Travis gripped my shoulders and turned me to face him. “This isn’t the ‘I wanna see other people’ speech, is it? Because I’m not sharing you. No fucking way.”
“I don’t want anyone else,” I said, exasperated. He relaxed and released my shoulders, gripping the railing.
“What are you saying, then?” he asked, staring across the horizon.
“I’m saying we need to slow down. That’s all I’m saying.” He nodded, clearly unhappy. I touched his arm. “Don’t be mad.”
“It seems like we take one step forward and two steps back, Pidge. Every time I think we’re on the same page, you put up a wall. I don’t get it … most girls are hounding their boyfriends to get serious, to talk about their feelings, to take the next step …”
“I thought we established that I’m not most girls?”
He let his head drop, frustrated. “I’m tired of guessing. Where do you see this going, Abby?”
I pressed my lips against his shirt. “When I think about my future, I see you.”

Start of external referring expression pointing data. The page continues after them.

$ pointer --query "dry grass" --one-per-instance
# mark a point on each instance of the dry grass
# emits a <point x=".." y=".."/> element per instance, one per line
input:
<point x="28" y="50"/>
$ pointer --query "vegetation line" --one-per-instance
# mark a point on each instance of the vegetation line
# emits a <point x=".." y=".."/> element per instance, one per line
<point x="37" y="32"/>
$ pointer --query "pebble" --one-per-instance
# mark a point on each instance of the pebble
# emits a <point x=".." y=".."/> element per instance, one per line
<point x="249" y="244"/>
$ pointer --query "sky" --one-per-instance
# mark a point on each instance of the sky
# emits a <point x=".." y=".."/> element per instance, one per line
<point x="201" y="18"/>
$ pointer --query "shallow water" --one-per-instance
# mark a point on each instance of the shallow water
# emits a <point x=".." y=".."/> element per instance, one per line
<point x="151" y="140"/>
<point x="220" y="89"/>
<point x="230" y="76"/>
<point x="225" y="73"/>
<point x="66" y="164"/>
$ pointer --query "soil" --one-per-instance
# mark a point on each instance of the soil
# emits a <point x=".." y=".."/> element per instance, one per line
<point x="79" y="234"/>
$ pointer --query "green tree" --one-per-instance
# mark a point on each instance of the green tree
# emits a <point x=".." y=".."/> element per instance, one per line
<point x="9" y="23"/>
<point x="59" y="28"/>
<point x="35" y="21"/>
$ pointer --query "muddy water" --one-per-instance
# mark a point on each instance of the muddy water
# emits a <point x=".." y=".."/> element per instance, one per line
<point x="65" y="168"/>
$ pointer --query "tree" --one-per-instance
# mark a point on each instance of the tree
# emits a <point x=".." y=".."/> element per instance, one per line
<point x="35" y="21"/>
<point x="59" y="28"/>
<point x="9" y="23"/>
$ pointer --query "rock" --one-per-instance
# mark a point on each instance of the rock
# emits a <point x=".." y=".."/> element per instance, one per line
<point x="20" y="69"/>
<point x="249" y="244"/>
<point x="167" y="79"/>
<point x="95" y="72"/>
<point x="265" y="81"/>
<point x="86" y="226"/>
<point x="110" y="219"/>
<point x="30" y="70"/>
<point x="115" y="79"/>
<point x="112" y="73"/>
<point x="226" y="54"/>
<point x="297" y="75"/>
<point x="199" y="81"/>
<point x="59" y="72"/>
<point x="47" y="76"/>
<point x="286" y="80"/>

Travis relaxed, pulling me close. We both watched the night clouds move across the sky. The lights of the school dotted the darkened block, and partygoers folded their arms against thick coats, scurrying to the warmth of the fraternity house.
I saw the same peace in Travis’s eyes that I had witnessed only a handful of times. And it hit me that just like on the other nights, his content expression was a direct result of reassurance from me.
I had experienced insecurity: those living one stroke of bad luck to another, men who were afraid of their own shadow. It was easy to be afraid of the dark side of Vegas, the side the neon and glitter never seemed to touch. But Travis Maddox wasn’t afraid to fight or to defend someone he cared about or to look into the humiliated and angry eyes of a scorned woman. He could walk into a room and stare down someone twice his size, believing that no one could touch him—that he was invincible to anything that tried make him fall.
He was afraid of nothing. Until he’d met me.
I was the one part of his life that was unknown, the wild card, the variable he couldn’t control. Regardless of the moments of peace I had given him, in every other moment of every other day, the turmoil he felt without me was made ten times worse in my presence. The anger that took hold of him before was only harder for him to manage. Being the exception was no longer a mysterious, special thing. I had become his weakness.
Just as I was to my father.
“Abby! There you are! I’ve been looking all over for you!” America said, bursting through the door. She held up her cell phone. “I just got off the phone with my dad. Mick called them last night.”
“Mick?” My face screwed into disgust. “Why would he call them?”
America raised her eyebrows as if I should know the answer. “Your mother kept hanging up on him.”
“What did he want?” I said, feeling sick.
She pressed her lips together. “To know where you were.”
“They didn’t tell him, did they?”
America’s face fell. “He’s your father, Abby. Dad felt he had a right to know.”
“He’s going to come here,” I said, feeling my eyes burn. “He’s going to come here, Mare!”
“I know! I’m sorry!” she said, trying to hug me. I pulled away from her and covered my face with my hands.
A familiar pair of strong, protective hands rested on my shoulders. “He won’t hurt you, Pigeon,” Travis said. “I won’t let him.”
“He’ll find a way,” America said, watching me with heavy eyes. “He always does.”
“I have to get out of here.” I pulled my coat around me and pulled at the handles of the French doors. I was too upset to slow down long enough to coordinate pushing down the handles while pulling at the doors at the same time. Just as frustrated tears fell down my frozen cheeks, Travis’s hand covered mine. He pressed down, helping me to push the handles, and then with his other hand he pulled open the doors. I looked at him, conscious of the ridiculous scene I was making, expecting to see a confused or disapproving look on his face, but he looked down at me only with understanding.
Travis took me under his arm and together we went through the house, down the stairs and through the crowd to the front door. The three of them struggled to keep up with me as I made a beeline for the Charger.
America’s hand shot out and grabbed my coat, stopping me in my tracks. “Abby!” she whispered, pointing to a small group of people.
They were crowded around an older, disheveled man who pointed frantically to the house, holding up a picture. The couples were nodding, discussing the photo among one another.
I stormed over to the man and pulled the photo from his hands. “What in the hell are you doing here?”